Monday, October 10, 2011

Thus Wrote Nietzsche

Well, I did start reading Nietzsche again. And I have to say, Thus Spoke Zarathustra is better than I expected. There is much of value in the book, and perhaps I will read more by Nietzsche after this.

The Prologue, basically just the first chapter of the book, is certainly thought-provoking. The Ubermensch (umlaut over the U) are the end-goal of humanity, it seems. Though we will never reach it. Humanity will instead become content with being content; happy with the artifical happiness of removing pain from life. I think this is true. True when Nietzsche wrote it, and even truer now. Though I did not tie the two together a priori, I read The Time Machine last night, or rather, reread. The Eloi are perfect examples of the alternative to the Ubermensch.
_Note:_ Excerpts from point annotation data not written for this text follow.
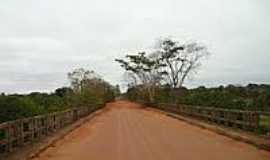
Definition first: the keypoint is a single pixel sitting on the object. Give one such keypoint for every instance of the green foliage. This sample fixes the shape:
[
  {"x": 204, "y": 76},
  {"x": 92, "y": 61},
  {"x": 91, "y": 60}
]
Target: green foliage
[{"x": 251, "y": 97}]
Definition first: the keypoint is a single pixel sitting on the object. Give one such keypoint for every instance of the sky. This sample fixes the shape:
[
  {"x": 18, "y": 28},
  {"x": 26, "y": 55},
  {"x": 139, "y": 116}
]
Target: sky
[{"x": 40, "y": 41}]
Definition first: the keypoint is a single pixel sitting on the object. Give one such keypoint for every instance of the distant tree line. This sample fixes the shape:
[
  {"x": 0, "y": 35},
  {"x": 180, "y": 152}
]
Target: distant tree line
[
  {"x": 86, "y": 89},
  {"x": 250, "y": 97},
  {"x": 158, "y": 77}
]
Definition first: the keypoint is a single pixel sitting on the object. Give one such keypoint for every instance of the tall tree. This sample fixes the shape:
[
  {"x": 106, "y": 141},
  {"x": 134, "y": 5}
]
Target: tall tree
[{"x": 179, "y": 60}]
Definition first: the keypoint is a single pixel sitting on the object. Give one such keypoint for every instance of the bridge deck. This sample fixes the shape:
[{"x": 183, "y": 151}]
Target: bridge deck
[{"x": 126, "y": 132}]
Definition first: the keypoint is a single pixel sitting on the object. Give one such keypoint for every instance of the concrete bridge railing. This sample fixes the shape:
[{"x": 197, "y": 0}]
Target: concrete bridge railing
[{"x": 15, "y": 134}]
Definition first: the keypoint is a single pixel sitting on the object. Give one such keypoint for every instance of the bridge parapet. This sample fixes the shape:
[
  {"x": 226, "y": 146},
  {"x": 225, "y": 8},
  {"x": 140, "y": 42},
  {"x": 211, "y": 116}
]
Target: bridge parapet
[
  {"x": 253, "y": 121},
  {"x": 20, "y": 132}
]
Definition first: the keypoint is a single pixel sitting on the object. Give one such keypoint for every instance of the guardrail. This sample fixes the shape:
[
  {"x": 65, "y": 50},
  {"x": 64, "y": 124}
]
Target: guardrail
[
  {"x": 15, "y": 134},
  {"x": 246, "y": 120}
]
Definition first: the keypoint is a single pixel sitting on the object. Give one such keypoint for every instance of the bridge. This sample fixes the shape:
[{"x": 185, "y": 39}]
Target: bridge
[{"x": 127, "y": 131}]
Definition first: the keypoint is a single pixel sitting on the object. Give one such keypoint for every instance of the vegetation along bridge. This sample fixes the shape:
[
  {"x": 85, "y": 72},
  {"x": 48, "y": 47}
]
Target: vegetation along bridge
[{"x": 124, "y": 130}]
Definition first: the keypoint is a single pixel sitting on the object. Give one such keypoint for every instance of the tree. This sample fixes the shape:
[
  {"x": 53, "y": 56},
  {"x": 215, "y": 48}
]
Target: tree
[
  {"x": 178, "y": 61},
  {"x": 78, "y": 77}
]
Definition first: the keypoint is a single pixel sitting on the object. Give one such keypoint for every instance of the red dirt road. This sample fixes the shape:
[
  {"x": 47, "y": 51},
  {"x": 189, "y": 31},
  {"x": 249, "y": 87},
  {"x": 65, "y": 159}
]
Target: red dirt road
[{"x": 124, "y": 131}]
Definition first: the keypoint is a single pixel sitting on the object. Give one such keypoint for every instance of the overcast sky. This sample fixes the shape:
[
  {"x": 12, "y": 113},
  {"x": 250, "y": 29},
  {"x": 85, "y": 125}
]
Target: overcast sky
[{"x": 42, "y": 40}]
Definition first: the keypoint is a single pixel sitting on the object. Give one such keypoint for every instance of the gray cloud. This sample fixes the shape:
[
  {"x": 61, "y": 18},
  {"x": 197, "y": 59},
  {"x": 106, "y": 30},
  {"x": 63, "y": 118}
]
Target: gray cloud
[{"x": 40, "y": 41}]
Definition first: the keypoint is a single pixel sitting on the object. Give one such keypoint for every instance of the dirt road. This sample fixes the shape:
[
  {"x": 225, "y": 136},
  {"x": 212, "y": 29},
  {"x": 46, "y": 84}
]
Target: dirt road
[{"x": 124, "y": 131}]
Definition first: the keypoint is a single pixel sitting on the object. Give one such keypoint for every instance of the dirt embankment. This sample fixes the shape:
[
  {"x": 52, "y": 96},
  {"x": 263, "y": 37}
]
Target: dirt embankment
[{"x": 124, "y": 131}]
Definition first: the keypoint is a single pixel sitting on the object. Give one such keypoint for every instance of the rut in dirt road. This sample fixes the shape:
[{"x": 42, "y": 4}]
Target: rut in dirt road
[{"x": 124, "y": 131}]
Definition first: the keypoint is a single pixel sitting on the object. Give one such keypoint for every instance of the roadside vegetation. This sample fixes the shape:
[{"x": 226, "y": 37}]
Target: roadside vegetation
[
  {"x": 159, "y": 77},
  {"x": 86, "y": 89}
]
They live with no aspirations or goals, only ambivalently as cattle for the Morloks. In a figurative sense, can many people today be said to be all that much different? As I read today, Nietzsche supports inequality and war as a method of spurring development and progress towards the Ubermensch. This is certainly unconventional, but I would say it is the only way. As H.G. Wells wrote in explaining the Eloi, humanity only adapts and progresses when confronted with something that our instincts and habits cannot overcome. If all the world were equal and provided for, equal in a philosophical sense, then I can see why the impetus for progress would vanish. 

After the Prologue, the book is written in small, two-page 'speeches' given by Zarathustra to no one in particular. I read two today that stood out. First, pity is a great cause of shame and vengefulness. Accepting kindness and giving kindness results in a sort of moral inequality, which is not rectified as easily as exchanging money or services. I am not sure pity lead to the death of God, as Nietzsche puts it, but I can agree that pity itself is destructive. The other lesson was that virtue is quite hard to identify. Not only is virtue unrewardable and unpunishable, but more importantly everyone has their own concept of it. In accordance with Nietzsche's disdain for dogma, he doesn't give a good definition of 'virtue', at least not in the Aurelian sense. I'm afraid he wouldn't much care for stoicism.

After On Certainty will come The Seven Mysteries of Life, by Guy Murchie. It's an impressively large 650ish page tome, though dust-free. It's somewhat of a hybrid of natural science and philosophy - it looks complex but also very readable and digestible.